El milagro de mi español lo obró la República Argentina: el Río Juramento, barco que me llevó, Buenos Aires, La Plata, Rosario, Santa Fe, Paraná, Córdoba, Buenos Aires. Cuando llegamos al puerto de Buenos Aires y oí gritar mi nombre, ¡Juan Ramón, Juan Ramón!, a un grupo de muchachas y muchachos, me sentí español, español renacido, revivido, salido de la tierra del desterrado, desterrado, con mi piedra de mi Fuentepiña en el bolsillo del pecho.
-¡El grito, la lengua española; el grito en lengua española, el grito! Y tan andaluz, lo más español para mí de España, 8 siglos de cultivo oriental. Andalucía.

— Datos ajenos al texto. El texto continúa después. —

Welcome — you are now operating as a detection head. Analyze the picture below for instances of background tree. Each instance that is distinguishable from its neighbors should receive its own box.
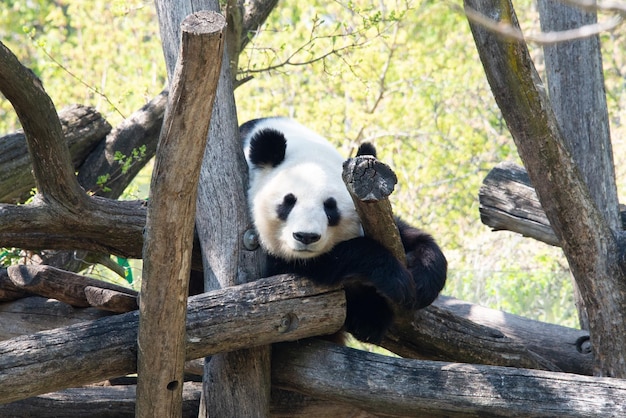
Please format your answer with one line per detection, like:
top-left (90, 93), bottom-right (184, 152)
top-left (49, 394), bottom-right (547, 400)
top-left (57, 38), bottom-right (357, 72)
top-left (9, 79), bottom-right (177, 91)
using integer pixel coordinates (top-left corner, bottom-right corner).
top-left (3, 2), bottom-right (626, 412)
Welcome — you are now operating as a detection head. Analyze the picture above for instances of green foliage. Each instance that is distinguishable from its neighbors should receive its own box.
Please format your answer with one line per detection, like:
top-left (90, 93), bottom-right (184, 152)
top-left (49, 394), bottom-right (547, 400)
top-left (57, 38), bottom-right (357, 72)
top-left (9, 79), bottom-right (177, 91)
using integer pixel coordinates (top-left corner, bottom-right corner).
top-left (236, 0), bottom-right (576, 324)
top-left (6, 0), bottom-right (626, 325)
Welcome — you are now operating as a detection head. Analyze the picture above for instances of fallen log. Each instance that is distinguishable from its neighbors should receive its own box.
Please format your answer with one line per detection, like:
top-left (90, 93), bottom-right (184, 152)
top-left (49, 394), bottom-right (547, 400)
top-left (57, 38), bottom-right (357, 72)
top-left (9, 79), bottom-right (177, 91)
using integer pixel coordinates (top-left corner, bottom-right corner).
top-left (0, 276), bottom-right (345, 404)
top-left (7, 264), bottom-right (138, 312)
top-left (0, 105), bottom-right (111, 203)
top-left (478, 162), bottom-right (626, 246)
top-left (272, 339), bottom-right (626, 418)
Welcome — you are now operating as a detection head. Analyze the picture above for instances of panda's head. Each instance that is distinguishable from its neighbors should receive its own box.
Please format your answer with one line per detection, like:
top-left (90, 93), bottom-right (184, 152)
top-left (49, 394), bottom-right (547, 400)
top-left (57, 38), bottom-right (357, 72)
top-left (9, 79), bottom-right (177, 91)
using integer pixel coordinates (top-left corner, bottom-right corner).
top-left (242, 118), bottom-right (361, 260)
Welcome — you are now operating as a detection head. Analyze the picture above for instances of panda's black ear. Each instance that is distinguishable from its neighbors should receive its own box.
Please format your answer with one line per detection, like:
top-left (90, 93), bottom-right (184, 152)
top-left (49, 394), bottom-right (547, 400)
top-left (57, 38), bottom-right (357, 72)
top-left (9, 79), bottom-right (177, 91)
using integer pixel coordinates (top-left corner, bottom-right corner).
top-left (356, 142), bottom-right (376, 157)
top-left (248, 128), bottom-right (287, 167)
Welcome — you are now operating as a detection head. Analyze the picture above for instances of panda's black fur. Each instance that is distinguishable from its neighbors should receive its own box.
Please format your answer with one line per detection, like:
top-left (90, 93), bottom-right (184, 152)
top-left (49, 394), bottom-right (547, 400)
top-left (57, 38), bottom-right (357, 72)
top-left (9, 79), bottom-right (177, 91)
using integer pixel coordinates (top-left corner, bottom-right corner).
top-left (240, 118), bottom-right (447, 343)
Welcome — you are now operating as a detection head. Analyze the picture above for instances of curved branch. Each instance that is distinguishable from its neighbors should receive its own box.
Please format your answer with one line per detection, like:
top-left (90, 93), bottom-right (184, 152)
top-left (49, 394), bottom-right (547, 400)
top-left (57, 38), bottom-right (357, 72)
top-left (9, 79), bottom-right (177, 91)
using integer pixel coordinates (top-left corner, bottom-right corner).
top-left (464, 0), bottom-right (626, 377)
top-left (0, 42), bottom-right (87, 203)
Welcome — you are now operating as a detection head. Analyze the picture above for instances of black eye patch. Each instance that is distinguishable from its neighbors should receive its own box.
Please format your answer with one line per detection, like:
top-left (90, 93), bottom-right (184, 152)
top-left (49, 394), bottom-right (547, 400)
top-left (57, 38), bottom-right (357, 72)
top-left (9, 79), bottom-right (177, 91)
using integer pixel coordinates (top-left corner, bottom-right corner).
top-left (324, 197), bottom-right (341, 226)
top-left (276, 193), bottom-right (298, 221)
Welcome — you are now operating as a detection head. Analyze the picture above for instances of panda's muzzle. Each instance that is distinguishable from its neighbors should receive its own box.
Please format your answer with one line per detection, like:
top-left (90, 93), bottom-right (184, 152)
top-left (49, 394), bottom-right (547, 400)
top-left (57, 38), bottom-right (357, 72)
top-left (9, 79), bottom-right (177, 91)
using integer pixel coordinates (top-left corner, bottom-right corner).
top-left (293, 232), bottom-right (322, 245)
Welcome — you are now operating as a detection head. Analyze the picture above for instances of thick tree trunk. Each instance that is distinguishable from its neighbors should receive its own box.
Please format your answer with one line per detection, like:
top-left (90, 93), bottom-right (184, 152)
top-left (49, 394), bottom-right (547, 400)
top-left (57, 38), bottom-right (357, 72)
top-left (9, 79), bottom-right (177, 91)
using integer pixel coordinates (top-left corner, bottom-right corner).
top-left (465, 0), bottom-right (626, 377)
top-left (0, 105), bottom-right (111, 203)
top-left (137, 11), bottom-right (226, 418)
top-left (538, 0), bottom-right (620, 329)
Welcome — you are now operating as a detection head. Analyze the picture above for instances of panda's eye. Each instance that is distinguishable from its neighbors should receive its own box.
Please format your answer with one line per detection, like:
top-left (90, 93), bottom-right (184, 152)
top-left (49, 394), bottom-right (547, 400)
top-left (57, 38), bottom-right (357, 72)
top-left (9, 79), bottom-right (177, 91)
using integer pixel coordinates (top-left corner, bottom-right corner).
top-left (324, 197), bottom-right (341, 226)
top-left (276, 193), bottom-right (298, 221)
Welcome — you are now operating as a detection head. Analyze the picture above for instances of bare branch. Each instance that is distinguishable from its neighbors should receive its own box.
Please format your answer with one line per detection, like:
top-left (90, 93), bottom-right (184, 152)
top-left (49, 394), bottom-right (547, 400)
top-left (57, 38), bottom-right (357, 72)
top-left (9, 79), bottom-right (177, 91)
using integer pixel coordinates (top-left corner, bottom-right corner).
top-left (455, 6), bottom-right (626, 45)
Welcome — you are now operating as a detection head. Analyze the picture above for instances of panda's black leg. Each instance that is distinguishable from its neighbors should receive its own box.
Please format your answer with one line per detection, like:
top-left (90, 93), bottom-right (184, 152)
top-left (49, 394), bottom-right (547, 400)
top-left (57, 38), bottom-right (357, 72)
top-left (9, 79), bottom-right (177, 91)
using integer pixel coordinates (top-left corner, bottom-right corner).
top-left (345, 286), bottom-right (393, 344)
top-left (396, 218), bottom-right (448, 309)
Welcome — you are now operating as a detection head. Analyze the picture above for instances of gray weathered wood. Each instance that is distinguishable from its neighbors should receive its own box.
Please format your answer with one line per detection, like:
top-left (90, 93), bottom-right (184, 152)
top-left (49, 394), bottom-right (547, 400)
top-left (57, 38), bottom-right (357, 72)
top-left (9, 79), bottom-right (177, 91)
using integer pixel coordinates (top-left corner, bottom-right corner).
top-left (0, 382), bottom-right (374, 418)
top-left (0, 296), bottom-right (110, 341)
top-left (0, 105), bottom-right (111, 203)
top-left (156, 0), bottom-right (270, 416)
top-left (136, 11), bottom-right (226, 417)
top-left (478, 163), bottom-right (559, 246)
top-left (537, 0), bottom-right (621, 329)
top-left (342, 155), bottom-right (406, 264)
top-left (272, 339), bottom-right (626, 418)
top-left (465, 0), bottom-right (626, 377)
top-left (0, 276), bottom-right (345, 404)
top-left (381, 300), bottom-right (560, 371)
top-left (478, 162), bottom-right (626, 246)
top-left (7, 264), bottom-right (137, 308)
top-left (0, 382), bottom-right (200, 418)
top-left (0, 43), bottom-right (87, 204)
top-left (432, 297), bottom-right (593, 375)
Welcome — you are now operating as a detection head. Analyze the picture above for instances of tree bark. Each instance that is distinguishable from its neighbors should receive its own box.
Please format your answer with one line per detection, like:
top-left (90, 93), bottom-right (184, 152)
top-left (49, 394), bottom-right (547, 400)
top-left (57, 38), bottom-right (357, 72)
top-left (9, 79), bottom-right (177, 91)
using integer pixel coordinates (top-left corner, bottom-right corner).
top-left (272, 339), bottom-right (626, 418)
top-left (478, 163), bottom-right (626, 247)
top-left (465, 0), bottom-right (626, 377)
top-left (7, 265), bottom-right (137, 310)
top-left (136, 12), bottom-right (226, 417)
top-left (342, 155), bottom-right (406, 264)
top-left (538, 0), bottom-right (621, 329)
top-left (0, 105), bottom-right (111, 204)
top-left (0, 276), bottom-right (345, 404)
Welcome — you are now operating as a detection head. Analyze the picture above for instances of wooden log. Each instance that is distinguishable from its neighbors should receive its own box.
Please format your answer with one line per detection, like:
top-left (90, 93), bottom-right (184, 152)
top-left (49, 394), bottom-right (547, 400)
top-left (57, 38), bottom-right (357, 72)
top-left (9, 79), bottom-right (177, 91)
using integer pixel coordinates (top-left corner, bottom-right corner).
top-left (478, 163), bottom-right (559, 246)
top-left (0, 276), bottom-right (345, 404)
top-left (0, 268), bottom-right (28, 302)
top-left (137, 11), bottom-right (226, 417)
top-left (78, 91), bottom-right (168, 199)
top-left (478, 162), bottom-right (626, 246)
top-left (7, 264), bottom-right (137, 308)
top-left (0, 105), bottom-right (111, 203)
top-left (342, 155), bottom-right (406, 264)
top-left (85, 286), bottom-right (139, 313)
top-left (0, 296), bottom-right (110, 341)
top-left (0, 382), bottom-right (374, 418)
top-left (381, 306), bottom-right (560, 371)
top-left (272, 339), bottom-right (626, 418)
top-left (0, 382), bottom-right (202, 418)
top-left (434, 296), bottom-right (593, 376)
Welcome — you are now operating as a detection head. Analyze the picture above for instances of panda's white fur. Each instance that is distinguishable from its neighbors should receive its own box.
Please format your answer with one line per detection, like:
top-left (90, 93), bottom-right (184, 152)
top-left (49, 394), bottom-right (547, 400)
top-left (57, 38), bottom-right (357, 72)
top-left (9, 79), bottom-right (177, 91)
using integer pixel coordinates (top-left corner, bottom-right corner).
top-left (240, 118), bottom-right (447, 343)
top-left (243, 118), bottom-right (362, 260)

Comprendí. Todo aquello era por mi lengua, por la lengua en la que había escrito lo que ellos habían leído. Nunca soñé cosa semejante. En mi España, de piel de toro, isla mayor con alto río sólido, nieve de Pirineos. España, “que faz los homes y les desfaz”, no hubiera sido posible esperar aquella realidad que otro país de lengua española me aseguraba. Sí, mucho afecto en Puerto Rico, en Santo Domingo y en Cuba: ¡pero aquel besar, aquel llorar, aquella vida en la Argentina, no!

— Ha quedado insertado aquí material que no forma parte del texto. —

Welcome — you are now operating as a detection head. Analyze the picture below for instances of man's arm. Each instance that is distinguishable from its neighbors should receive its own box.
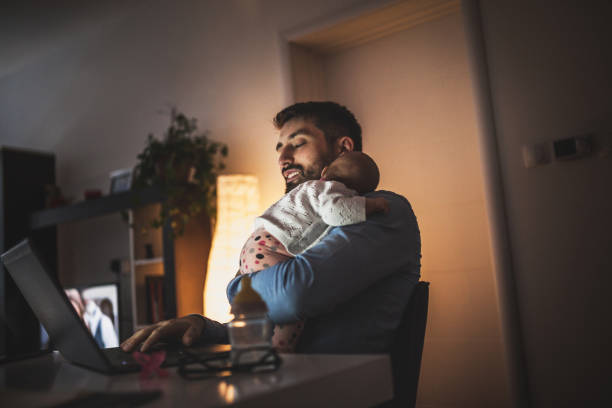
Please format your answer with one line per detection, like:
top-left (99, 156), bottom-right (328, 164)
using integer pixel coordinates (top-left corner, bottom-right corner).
top-left (227, 192), bottom-right (420, 324)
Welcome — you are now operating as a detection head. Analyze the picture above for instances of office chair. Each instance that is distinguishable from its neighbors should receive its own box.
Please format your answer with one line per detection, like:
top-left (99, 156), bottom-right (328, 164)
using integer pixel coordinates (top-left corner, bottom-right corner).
top-left (381, 282), bottom-right (429, 408)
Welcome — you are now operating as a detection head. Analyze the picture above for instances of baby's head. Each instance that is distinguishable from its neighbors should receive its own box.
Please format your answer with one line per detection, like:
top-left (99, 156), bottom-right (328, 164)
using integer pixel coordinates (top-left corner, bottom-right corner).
top-left (321, 152), bottom-right (380, 194)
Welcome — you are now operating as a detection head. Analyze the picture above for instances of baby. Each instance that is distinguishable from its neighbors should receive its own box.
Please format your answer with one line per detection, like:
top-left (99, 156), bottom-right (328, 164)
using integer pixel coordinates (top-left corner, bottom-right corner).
top-left (239, 152), bottom-right (389, 352)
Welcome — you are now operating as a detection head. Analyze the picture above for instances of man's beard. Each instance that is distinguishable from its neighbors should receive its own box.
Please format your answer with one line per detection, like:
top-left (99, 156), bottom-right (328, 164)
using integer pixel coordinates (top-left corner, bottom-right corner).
top-left (283, 157), bottom-right (333, 194)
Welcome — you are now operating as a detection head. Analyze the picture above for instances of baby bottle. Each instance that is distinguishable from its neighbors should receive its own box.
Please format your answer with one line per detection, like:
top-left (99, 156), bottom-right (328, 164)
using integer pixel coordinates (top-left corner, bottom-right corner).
top-left (228, 275), bottom-right (272, 364)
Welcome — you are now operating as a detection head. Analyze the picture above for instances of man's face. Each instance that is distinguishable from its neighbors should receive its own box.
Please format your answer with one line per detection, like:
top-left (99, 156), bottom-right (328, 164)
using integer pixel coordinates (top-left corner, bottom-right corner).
top-left (276, 119), bottom-right (334, 193)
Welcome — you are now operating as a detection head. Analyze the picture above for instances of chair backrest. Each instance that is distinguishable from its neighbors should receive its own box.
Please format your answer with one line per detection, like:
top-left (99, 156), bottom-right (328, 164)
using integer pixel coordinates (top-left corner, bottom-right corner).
top-left (391, 282), bottom-right (429, 407)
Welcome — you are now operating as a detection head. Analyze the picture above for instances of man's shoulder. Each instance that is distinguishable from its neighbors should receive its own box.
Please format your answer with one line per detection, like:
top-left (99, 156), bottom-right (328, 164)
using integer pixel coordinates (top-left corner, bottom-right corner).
top-left (365, 190), bottom-right (410, 207)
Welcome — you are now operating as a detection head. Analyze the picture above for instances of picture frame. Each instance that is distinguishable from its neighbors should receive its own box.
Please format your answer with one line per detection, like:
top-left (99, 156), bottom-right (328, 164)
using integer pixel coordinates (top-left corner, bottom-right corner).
top-left (110, 169), bottom-right (132, 194)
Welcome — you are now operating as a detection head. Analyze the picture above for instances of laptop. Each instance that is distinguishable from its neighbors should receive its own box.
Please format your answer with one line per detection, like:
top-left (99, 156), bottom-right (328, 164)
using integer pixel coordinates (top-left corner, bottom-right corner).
top-left (0, 239), bottom-right (230, 374)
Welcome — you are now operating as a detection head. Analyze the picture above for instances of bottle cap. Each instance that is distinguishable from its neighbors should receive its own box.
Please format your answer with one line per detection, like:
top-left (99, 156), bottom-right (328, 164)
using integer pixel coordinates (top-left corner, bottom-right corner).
top-left (231, 275), bottom-right (268, 316)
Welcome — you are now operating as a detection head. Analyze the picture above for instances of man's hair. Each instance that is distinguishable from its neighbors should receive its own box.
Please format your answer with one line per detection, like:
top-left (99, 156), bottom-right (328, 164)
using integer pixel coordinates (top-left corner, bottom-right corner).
top-left (273, 102), bottom-right (362, 152)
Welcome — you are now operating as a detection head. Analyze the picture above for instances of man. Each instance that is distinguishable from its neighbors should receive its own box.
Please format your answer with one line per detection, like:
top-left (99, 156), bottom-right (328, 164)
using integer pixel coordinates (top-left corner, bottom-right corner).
top-left (121, 102), bottom-right (421, 353)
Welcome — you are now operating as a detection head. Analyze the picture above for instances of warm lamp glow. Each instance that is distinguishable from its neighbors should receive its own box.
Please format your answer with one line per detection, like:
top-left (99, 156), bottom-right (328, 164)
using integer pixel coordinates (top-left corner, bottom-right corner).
top-left (204, 175), bottom-right (259, 322)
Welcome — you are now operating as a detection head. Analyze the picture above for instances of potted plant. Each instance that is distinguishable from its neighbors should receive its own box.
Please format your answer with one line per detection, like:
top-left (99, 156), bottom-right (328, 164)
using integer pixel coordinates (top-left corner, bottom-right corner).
top-left (133, 108), bottom-right (228, 236)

Cuando llegué al cuarto del hotel Alvear, los empleados, hombres y mujeres gallegos, andaluces, vascos, asturianos, todos sonreían, hablando en un español limpio y resonante, por los pasillos de mármol, que me estremeció. Oír a un argentino fuera de Buenos Aires siempre me había sonado un poco raro, pero oír a Buenos Aires me enamoró: un hablar rápido con todas las letras pronunciadas y en su sitio, con un acento fino y agradable, lleno de ondeajes de sorpresa. Hasta la y griega enellada, aquel “Mayea”, aquel cabayo o cabacho, me parecían tan naturales. Sin duda, aquello estaba en el sol. Aquella misma noche yo hablaba español por todo mi cuerpo con mi alma, el mismo español de mi madre, muchas de cuyas palabras, que ya no decían en España del año ’36, eran allí corrientes y vivían del todo. ¡Español que yo querría fijar para siempre con todas sus combinaciones imajinadas en aldaluz, en mi escritura!
Y por esta lengua de mi madre, la sonrisa mutua, el abrazo, la efusión. Allí se mecía como en Andalucía. Era la seguridad de un convencimiento, un reconocimiento que se prolongará ya en esta existencia americana mía mientras yo viva.

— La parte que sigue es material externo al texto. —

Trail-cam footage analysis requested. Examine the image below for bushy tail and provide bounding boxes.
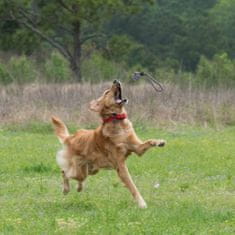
[51,116,69,144]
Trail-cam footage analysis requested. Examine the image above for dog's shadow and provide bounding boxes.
[40,200,99,213]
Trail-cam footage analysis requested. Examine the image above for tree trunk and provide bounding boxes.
[70,20,82,82]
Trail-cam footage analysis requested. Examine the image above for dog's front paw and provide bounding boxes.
[150,140,166,147]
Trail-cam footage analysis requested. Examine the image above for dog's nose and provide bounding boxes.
[113,80,121,85]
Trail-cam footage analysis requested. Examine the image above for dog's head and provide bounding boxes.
[90,80,128,116]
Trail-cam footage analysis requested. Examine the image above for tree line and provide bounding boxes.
[0,0,235,81]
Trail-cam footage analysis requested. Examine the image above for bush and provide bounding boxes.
[8,55,37,84]
[45,52,72,82]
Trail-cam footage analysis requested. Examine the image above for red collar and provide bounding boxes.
[103,113,127,123]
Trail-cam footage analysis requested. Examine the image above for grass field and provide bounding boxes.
[0,125,235,235]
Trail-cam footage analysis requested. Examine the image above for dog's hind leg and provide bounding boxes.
[77,164,88,192]
[117,162,147,208]
[61,171,70,195]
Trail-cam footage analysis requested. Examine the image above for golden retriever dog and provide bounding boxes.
[52,80,165,208]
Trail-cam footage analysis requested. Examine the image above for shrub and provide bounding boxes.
[45,51,72,82]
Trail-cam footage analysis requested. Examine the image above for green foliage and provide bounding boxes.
[0,127,235,235]
[82,53,126,82]
[196,53,235,87]
[45,51,72,82]
[107,35,141,63]
[0,63,13,84]
[8,55,37,84]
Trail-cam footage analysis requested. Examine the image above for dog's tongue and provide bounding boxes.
[116,99,122,104]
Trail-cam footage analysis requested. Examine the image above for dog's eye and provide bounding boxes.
[104,91,109,95]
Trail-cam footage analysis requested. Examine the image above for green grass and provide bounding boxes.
[0,125,235,235]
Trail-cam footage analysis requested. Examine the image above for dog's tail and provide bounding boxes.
[51,116,69,144]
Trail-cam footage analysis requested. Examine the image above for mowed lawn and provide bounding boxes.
[0,125,235,235]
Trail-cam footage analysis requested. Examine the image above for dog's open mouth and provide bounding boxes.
[113,80,127,104]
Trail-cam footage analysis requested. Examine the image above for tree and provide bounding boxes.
[0,0,151,81]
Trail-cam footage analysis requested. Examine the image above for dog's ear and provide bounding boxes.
[89,100,101,112]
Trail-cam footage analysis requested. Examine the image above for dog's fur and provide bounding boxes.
[52,81,165,208]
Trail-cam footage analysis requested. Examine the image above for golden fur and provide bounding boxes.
[52,80,165,208]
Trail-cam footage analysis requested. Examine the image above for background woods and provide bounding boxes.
[0,0,235,86]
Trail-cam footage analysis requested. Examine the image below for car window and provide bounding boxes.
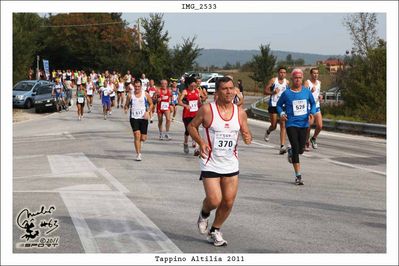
[13,82,33,91]
[37,85,53,95]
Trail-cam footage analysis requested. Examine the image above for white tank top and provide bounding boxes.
[109,83,115,97]
[308,79,321,107]
[200,102,240,174]
[270,78,287,107]
[130,93,146,119]
[86,82,93,95]
[118,82,125,92]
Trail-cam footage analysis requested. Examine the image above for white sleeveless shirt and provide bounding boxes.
[307,79,321,107]
[130,93,146,119]
[270,78,287,107]
[200,102,240,174]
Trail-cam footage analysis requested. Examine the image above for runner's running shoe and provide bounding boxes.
[304,141,310,151]
[310,137,317,149]
[264,130,270,142]
[183,144,189,154]
[208,230,227,247]
[295,175,303,186]
[287,148,292,163]
[280,145,287,154]
[197,212,209,235]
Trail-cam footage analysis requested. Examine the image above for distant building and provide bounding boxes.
[317,58,344,73]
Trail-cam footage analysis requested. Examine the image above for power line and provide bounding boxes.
[40,22,124,28]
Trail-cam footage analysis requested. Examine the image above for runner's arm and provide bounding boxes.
[187,104,211,158]
[263,79,274,95]
[177,91,190,109]
[238,107,252,145]
[123,92,131,113]
[145,93,154,110]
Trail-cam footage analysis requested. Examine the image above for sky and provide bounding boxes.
[122,12,386,55]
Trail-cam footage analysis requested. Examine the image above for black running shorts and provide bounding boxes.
[200,171,240,180]
[130,118,148,135]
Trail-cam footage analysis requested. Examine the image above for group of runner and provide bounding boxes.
[264,67,323,185]
[51,67,322,246]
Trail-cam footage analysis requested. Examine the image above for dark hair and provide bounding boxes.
[184,77,197,88]
[216,77,233,90]
[309,67,319,74]
[277,66,287,72]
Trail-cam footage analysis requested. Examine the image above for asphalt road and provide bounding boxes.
[13,96,386,254]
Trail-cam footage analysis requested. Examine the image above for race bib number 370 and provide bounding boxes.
[213,132,236,156]
[292,100,308,116]
[161,102,169,111]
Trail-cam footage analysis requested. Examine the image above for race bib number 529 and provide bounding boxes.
[292,100,308,116]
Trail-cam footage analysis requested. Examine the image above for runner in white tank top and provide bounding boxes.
[200,102,240,174]
[124,79,152,161]
[187,77,252,246]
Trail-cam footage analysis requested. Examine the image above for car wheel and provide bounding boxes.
[25,99,33,109]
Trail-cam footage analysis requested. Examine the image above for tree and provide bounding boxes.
[170,37,202,77]
[344,13,378,56]
[250,44,276,87]
[338,40,386,123]
[41,13,137,71]
[12,13,43,83]
[139,14,171,80]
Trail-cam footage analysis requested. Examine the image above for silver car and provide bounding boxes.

No soy ahora un deslenguado ni un desterrado, sino un conterrado, y por ese volver a lenguarse, he encontrado a Dios en la conciencia de lo bello, lo que hubiera sido imposible no oyendo hablar en mi español. En la casa de Dios estoy ahora hablando y España está, en Dios, conmigo. Ahora soy feliz, madre mía, España, madre España, hablando y escribiendo como cuando estaba en tu regazo y en tu pecho.